5.3.4 Completing the restore and running hard recovery

Once all the backup sets that are necessary for the current recovery operation are copied, the backup application is ready to complete and terminate its activities and turn control back to the store process. The backup application calls HrESERestoreComplete and HrESERestoreClose to signal ESE that it is time to take over. At this point, you would think that the storage group that owns the database being recovered would take over and complete the recovery operation. However, this is not the case. The store process instantiates a separate ESE storage group specifically for the purpose and duration of completing the recovery operation. This recovery storage group then takes over and performs the hard recovery operation. Hard recovery is the process of applying patch files to the database, replaying log files from the backup set (located in the temporary directory), and replaying log files from the production log file directory. Once hard recovery completes successfully, the database is ready to be mounted and made available for users. It is important to note here that hard recovery can be performed manually using the ESEUTIL program (/CC switch) if you are performing simultaneous restores or hard recovery did not complete automatically for some reason (like if you forgot to check the “last backup set” checkbox after restoring the last set of log files). Once automatic hard recovery is completed, the recovery instance deletes the files in the temporary directory, terminates, and turns control over to the storage group that owns the database for normal operations. The owning storage group can then mount the database and begin to apply user transactions.
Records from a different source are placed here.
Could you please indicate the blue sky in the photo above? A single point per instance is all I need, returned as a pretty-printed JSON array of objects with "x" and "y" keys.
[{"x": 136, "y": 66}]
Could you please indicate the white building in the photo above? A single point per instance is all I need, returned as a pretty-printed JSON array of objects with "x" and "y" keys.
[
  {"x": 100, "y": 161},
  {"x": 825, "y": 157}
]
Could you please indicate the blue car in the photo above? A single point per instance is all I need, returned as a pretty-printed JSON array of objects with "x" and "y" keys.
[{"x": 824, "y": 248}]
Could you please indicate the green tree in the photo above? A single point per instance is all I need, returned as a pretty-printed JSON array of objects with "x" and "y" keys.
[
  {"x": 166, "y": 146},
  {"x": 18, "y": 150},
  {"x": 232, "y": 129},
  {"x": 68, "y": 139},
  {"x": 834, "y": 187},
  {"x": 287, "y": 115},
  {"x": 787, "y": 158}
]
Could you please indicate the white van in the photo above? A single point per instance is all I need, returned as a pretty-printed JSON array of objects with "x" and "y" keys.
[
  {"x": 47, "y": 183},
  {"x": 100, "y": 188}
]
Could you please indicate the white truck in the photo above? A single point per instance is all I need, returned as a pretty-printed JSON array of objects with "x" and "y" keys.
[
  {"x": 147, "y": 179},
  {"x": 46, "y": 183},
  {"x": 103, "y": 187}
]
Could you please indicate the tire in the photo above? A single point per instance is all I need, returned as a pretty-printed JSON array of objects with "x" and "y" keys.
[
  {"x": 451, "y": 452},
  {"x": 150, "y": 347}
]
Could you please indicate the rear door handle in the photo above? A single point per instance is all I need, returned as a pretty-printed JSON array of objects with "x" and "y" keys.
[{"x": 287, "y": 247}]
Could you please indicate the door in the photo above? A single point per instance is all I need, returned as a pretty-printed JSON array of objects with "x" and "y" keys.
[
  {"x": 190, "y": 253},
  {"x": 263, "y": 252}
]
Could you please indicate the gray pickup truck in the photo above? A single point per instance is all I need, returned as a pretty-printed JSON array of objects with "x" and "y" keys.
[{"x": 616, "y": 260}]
Too often, Exchange disaster-recovery operations (backup and restore) are trivialized. However, it is of paramount importance that we as Exchange administrators understand exactly how these operations work and the impact they have on our ability to meet service level agreements for our Exchange deployments. This in-depth drill down into the internals of Exchange’s ESE and how it exposes these capabilities and performs these operations will serve you in your quest to provide the highest levels of availability for Exchange.